ABSTRACT:

Background and objectives

Acute myocardial infarction (AMI) often occurs suddenly and leads to fatal consequences. Ferroptosis is closely related to the progression of AMI. However, the specific mechanism of ferroptosis in AMI remains unclear.

Methods

We constructed a cell model of AMI using AC16 cells under oxygen and glucose deprivation (OGD) conditions and a mice model of AMI using the left anterior descending (LAD) ligation. The 3-(4, 5-dimethylthiazol-2-yl)-2, 5 diphenyltetrazolium bromide was employed to determine cell viability.

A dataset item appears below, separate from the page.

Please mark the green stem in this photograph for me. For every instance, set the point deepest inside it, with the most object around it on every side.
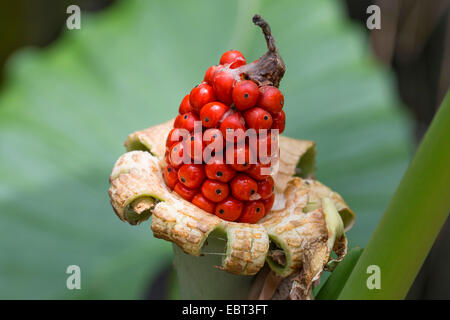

The levels of lactate dehydrogenase, creatine kinase, reactive oxygen species (ROS), glutathione (GSH), malondialdehyde (MDA), and iron were measured using corresponding kits. Dual luciferase reporter gene assay, RNA-binding protein immunoprecipitation, and RNA pull-down were performed to validate the correlations among AC005332.7, miR-331-3p, and cyclin D2 (CCND2). Hematoxylin and eosin staining was employed to evaluate myocardial damage.

Results

AC005332.7 and CCND2 were lowly expressed, while miR-331-3p was highly expressed in vivo and in vitro models of AMI. AC005332.7 sufficiency reduced ROS, MDA, iron, and ACSL4 while boosting the GSH and GPX4, indicating that AC005332.7 sufficiency impeded ferroptosis to improve cardiomyocyte injury in AMI. Mechanistically, AC005332.7 interacted with miR-331-3p, and miR-331-3p targeted CCND2. Additionally, miR-331-3p overexpression or CCND2 depletion abolished the suppressive impact of AC005332.7 on ferroptosis in OGD-induced AC16 cells. Moreover, AC005332.7 overexpression suppressed ferroptosis in mice models of AMI.

Conclusions

AC005332.7 suppressed ferroptosis in OGD-induced AC16 cells and LAD ligation-operated mice through modulating miR-331-3p/CCND2 axis, thereby mitigating the cardiomyocyte injury in AMI, which proposed novel targets for AMI treatment.